歴代朝ドラレビュー(6) 「らんまん」「マッサン」「ブギウギ」 2023年11月【1】
(5)はこちら。
「らんまん」(2023年度前期)
朝ドラは20作品ぐらい観てきたが、私にとってはこれが最高傑作かもしれない。このような静かな作品が好きなのだ。
漫画的にデフォルメされた憎まれ役がいない。強いて挙げれば動物学教授の美作ぐらいか。ほんの少しの出演で、一言嫌味を言うぐらいだった。
軍国主義を強めていく日本が描かれている。朝ドラではよく、特高や憲兵の暴力、国防婦人のくだらない説教が挿入されるが、この作品ではそういうことがなかった。台湾での植物採集や国の神社合祀に反対する話で、間接的に描いていた。知的な脚本という印象を受ける。
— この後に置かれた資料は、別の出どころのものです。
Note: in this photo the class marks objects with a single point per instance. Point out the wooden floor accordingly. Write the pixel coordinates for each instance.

無駄に泣いたり叫んだりしない。騒ぐのが好きな制作陣だったら、東大を出禁になるあたりで万太郎を泣き叫ばせていただろう。
第一子・園子をわずか2歳で失った時も、泣きわめいたりしなかった。それによって、かえって深い悲しみが伝わってきた。生前に彼女が描いた絵を折に触れて映すことで、亡き子への変わらぬ愛を表現していた。こうした繊細な演出から、スタッフの作品に対する愛も感じた。
くだらない話がなかった。朝ドラは長丁場なので、しばしばそうした話が挿入される。そういうのは出来の悪いものが多い。
下手な脚本家だったら、浮気エピソードでも入れていただろう。結果は周囲の勘違いで「めでたしめでたし」といった話だ。あるいは子供たちの初恋エピソードか何かで1週間使うといったこともやりかねない。
モデルの牧野富太郎にエピソードが豊富だったからだろうか。しかし朝ドラでは、モデルの重要エピソードを削ってしょうもない話を挿入することがあるのだ。
「マッサン」への苦言
たとえば「マッサン」。ウイスキーづくりの話を削って、エリーのドタバタ日本奮闘記をやってしまう。娘エマの反抗期エピソード、恋愛エピソードに何週間も使ってしまう。
百歩譲ってそれらの話が面白かったとしても、なぜ「日本のウイスキーの父」を描く作品でやるのか。大事な話を削って、薄っぺらいサイドストーリーを挿入するのはなぜなのか。
私は「マッサン」が好きなのだ。だからこそ腹を立てている。あのようなテーマのぼけた群像劇ではなく、マッサンのウイスキーづくりに焦点を当てた作品が観たかったのだ。
「らんまん」が「マッサン」のようにならなくて良かった。
ブギウギ(2023年度後期)
現在放送中。執筆時点(10月31日時点)で22話まで放送された。以下はそこまで観た感想。
演劇がテーマだから仕方がない気もするが、騒がしい。私は静かなのが好きで、騒がしいのは苦手なのだ。
大和と橘が退団する時のスズ子は、あんなに騒がしくなければいけなかったのだろうか。まあそうかもしれない。彼女はそういう性格で、これはそういう作品だから。単純に私の好みではないだけで。
「らんまん」がすっかり私にフィットしていて、まだ思いが離れてくれない。もう放送終了から1ヶ月以上も経ったというのに。今風に言えば「『らんまん』ロス」だ。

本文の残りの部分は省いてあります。